STAGE: STyle-Controllable Action GEneration for Personalized Autonomous Driving
Zihao Liu, Xing Liu, Yizhai Zhang, Panfeng Huang
AI summary
Problem
Current autonomous driving systems lack personalized driving styles, often relying on discrete classifications or unstructured latent spaces that fail to align with human expectations or allow intuitive control.
Approach
STAGE combines imitation learning with a Transformer-based network and an action modality encoder, using preference learning to extract a continuous, monotonic style value that conditions action generation.
Key results
- Action modality encoder extracts continuous style values and VAE latents from driving data
- Aggressiveness scoring rules automate preference learning, reducing manual annotation
- Real-time user input of style values dynamically controls driving aggressiveness and control commands
- Style-controlled actions significantly align with human expectations while maintaining safety in typical road scenarios
Why it matters
Enhances driver trust and comfort in autonomous vehicles by personalizing system behavior to match individual driving preferences.
Abstract
Driving style refers to the behavioral preferences that drivers maintain during driving, shaped by their diverse experi- ences, habits, and needs, and is typically reflected in varying levels of aggressiveness. If humans choose to use autonomous driving systems, they would expect the driving style of the systems to closely resemble their own habit. However, this is challenging for current industrial autonomous driving systems. To address this, we developed a style controllable action generation method, STAGE, for driving tasks. Its training process is based on imitation learning, incorporating both style value and latent value action modality encoding. Preference learning is then used to identify the user’s driving style as a continuous, monotonic style value. And to reduce the cost of human involvement in the preference training process, we also developed a set of rules to compare driving style in data pairs.
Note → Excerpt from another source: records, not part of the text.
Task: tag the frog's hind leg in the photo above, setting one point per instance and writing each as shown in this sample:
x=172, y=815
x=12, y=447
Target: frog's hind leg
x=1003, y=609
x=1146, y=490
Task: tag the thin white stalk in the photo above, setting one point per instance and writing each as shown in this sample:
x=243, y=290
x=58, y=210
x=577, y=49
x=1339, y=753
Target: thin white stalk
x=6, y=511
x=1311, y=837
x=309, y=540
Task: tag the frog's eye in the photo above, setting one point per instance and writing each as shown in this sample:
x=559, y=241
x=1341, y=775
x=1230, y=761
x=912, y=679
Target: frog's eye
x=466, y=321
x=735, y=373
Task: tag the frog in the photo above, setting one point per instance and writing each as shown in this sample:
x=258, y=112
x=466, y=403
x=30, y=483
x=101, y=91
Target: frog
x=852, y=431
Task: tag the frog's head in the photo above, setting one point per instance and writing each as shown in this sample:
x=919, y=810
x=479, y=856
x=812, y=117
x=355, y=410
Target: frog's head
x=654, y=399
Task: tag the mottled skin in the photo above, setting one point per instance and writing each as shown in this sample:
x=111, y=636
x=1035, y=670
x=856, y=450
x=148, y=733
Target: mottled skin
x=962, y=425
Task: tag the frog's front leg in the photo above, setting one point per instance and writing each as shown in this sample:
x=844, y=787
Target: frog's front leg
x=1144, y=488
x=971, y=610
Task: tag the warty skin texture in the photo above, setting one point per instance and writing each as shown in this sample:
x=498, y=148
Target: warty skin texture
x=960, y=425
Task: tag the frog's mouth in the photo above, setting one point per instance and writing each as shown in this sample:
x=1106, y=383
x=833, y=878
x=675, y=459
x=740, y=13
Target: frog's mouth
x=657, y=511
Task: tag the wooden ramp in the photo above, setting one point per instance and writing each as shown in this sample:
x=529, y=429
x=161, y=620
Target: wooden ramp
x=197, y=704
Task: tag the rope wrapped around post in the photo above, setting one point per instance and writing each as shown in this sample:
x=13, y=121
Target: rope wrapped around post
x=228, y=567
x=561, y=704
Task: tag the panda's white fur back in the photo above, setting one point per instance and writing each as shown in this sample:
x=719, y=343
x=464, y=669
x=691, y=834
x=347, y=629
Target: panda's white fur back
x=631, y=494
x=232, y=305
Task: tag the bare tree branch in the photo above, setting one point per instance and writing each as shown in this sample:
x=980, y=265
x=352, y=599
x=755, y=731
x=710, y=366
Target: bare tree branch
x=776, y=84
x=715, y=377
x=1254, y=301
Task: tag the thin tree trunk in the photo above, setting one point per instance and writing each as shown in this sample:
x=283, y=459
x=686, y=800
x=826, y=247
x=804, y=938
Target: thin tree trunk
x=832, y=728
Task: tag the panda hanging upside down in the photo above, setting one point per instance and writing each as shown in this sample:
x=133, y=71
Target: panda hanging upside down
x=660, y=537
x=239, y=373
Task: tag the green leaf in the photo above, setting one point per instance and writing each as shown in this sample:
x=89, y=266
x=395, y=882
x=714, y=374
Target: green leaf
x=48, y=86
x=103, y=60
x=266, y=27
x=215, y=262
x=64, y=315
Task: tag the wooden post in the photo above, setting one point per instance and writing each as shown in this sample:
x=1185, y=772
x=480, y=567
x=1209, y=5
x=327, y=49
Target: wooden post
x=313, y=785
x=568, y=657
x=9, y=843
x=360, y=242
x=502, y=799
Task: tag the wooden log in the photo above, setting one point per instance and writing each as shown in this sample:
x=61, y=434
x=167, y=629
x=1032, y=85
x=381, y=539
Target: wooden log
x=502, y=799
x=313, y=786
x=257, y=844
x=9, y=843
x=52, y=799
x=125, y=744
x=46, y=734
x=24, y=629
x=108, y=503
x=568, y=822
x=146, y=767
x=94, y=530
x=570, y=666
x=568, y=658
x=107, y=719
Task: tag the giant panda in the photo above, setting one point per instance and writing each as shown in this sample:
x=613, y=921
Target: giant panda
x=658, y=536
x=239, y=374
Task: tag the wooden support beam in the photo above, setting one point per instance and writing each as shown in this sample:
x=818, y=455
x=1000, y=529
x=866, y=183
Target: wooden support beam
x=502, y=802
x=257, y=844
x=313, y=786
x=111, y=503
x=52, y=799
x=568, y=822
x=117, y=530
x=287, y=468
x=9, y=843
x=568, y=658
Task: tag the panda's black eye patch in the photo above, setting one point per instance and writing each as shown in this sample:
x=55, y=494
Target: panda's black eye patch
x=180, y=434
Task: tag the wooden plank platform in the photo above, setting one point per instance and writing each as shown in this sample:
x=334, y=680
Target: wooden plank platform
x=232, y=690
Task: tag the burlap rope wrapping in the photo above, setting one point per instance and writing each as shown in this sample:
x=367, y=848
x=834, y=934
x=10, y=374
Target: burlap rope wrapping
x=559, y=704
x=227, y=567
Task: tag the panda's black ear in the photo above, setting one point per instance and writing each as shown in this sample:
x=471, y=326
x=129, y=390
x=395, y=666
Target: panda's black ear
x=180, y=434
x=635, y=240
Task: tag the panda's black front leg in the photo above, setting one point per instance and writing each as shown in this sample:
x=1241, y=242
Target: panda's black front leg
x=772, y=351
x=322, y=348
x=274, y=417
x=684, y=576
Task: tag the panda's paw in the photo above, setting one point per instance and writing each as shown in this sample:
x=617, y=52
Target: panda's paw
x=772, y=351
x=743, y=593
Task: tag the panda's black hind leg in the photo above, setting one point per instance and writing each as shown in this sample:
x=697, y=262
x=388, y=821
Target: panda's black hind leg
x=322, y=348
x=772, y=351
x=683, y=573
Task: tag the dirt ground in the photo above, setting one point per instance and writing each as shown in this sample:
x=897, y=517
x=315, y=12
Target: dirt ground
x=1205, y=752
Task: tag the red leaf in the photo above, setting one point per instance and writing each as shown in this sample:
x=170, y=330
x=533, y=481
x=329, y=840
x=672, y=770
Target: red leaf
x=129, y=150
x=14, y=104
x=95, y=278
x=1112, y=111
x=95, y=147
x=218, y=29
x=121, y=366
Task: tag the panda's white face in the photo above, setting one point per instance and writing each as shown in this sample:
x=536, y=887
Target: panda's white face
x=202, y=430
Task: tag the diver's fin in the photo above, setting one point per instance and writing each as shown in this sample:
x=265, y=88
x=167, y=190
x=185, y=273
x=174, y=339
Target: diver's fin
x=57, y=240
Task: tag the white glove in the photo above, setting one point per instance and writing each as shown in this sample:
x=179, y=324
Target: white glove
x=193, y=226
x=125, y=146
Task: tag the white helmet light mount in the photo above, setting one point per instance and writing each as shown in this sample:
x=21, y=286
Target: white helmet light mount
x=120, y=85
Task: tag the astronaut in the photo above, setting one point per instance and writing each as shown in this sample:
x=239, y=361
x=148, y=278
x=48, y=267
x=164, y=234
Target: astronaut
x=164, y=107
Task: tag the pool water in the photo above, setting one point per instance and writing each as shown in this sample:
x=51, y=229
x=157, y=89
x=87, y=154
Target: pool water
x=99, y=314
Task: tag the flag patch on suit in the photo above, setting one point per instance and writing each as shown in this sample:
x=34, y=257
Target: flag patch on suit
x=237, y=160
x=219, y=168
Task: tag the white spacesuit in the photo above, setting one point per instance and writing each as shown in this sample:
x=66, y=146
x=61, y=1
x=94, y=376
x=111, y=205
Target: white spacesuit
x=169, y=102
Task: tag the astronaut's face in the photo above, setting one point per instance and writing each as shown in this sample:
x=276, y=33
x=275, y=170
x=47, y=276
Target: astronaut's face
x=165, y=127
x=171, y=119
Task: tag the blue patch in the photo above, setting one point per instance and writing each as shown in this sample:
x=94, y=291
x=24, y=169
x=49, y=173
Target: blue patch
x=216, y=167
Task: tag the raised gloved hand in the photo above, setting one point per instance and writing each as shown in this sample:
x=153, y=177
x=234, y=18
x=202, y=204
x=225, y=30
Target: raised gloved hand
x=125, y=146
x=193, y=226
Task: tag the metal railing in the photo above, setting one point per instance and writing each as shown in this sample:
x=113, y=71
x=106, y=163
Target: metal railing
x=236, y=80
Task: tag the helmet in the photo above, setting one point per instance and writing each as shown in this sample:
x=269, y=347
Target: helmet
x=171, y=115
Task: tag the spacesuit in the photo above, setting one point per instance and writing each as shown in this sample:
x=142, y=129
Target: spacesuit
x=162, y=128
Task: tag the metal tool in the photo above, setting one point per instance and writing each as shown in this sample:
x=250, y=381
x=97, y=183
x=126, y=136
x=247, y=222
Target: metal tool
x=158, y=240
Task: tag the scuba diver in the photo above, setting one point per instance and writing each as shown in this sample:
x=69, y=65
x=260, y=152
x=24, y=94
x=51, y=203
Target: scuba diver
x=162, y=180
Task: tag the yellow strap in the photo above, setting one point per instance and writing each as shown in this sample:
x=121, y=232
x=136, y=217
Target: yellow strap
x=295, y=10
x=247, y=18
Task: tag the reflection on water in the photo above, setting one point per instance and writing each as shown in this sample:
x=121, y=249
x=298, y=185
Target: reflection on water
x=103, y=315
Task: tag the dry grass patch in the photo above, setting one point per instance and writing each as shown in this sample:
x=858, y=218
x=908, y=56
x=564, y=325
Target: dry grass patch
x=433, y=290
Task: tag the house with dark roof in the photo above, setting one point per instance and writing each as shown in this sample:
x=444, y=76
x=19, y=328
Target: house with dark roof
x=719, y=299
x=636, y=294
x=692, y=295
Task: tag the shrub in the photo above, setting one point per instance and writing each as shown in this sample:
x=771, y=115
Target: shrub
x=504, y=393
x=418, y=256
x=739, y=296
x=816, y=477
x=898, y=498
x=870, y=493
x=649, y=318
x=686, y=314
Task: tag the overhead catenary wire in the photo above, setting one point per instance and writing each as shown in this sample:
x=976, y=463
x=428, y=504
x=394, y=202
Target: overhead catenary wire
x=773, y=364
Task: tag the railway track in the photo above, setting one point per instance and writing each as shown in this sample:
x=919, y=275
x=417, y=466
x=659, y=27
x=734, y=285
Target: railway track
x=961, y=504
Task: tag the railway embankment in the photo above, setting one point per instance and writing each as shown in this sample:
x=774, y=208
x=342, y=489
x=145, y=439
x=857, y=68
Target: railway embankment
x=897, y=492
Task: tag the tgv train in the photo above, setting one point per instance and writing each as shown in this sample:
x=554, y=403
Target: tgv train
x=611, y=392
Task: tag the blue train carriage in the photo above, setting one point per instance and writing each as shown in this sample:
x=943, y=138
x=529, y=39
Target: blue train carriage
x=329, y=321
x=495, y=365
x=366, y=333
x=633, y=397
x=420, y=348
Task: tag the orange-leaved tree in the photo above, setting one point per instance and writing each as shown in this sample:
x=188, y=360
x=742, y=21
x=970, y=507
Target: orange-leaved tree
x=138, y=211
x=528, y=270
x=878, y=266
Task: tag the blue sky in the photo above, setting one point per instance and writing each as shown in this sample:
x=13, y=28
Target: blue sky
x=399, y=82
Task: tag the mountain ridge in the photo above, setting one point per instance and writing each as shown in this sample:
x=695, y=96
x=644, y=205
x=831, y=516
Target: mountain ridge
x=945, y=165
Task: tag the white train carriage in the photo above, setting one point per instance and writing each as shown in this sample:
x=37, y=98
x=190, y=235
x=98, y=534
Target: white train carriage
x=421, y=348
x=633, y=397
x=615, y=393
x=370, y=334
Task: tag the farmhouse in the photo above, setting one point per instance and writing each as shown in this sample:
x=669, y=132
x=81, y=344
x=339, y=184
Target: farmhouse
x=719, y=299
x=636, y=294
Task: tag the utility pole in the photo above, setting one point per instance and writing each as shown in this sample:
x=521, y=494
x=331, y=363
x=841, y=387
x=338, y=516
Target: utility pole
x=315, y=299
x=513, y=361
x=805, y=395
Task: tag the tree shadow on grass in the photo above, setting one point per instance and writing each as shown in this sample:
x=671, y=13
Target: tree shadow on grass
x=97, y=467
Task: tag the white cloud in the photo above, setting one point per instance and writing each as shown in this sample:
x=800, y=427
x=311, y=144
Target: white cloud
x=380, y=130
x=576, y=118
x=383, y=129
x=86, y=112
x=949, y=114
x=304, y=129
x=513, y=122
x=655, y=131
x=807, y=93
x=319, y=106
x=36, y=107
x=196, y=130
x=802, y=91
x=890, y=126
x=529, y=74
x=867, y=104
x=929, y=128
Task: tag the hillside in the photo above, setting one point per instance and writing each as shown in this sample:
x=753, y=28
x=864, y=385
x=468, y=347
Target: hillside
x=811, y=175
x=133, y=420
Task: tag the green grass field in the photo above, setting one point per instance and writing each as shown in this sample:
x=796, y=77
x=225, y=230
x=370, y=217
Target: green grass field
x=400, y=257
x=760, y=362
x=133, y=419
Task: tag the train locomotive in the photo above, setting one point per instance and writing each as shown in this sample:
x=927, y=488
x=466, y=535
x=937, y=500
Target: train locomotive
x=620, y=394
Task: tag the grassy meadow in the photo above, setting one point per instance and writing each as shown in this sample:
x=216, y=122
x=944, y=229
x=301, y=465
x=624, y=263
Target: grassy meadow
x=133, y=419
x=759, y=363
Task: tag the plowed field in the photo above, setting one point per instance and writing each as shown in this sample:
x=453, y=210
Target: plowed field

Then, during inference, the user inputs the style value to control the generated action patterns, dynamically meeting the user’s expectations. Using the STAGE method, we verified that the style-controlled action generation results in several typical road scenarios significantly align with human expectations. Fur- thermore, through comparisons between the STAGE method and various other approaches, we reveal the unique functionalities of STAGE, including its style controllability, style continuity, driving style alignment capability and driving safety.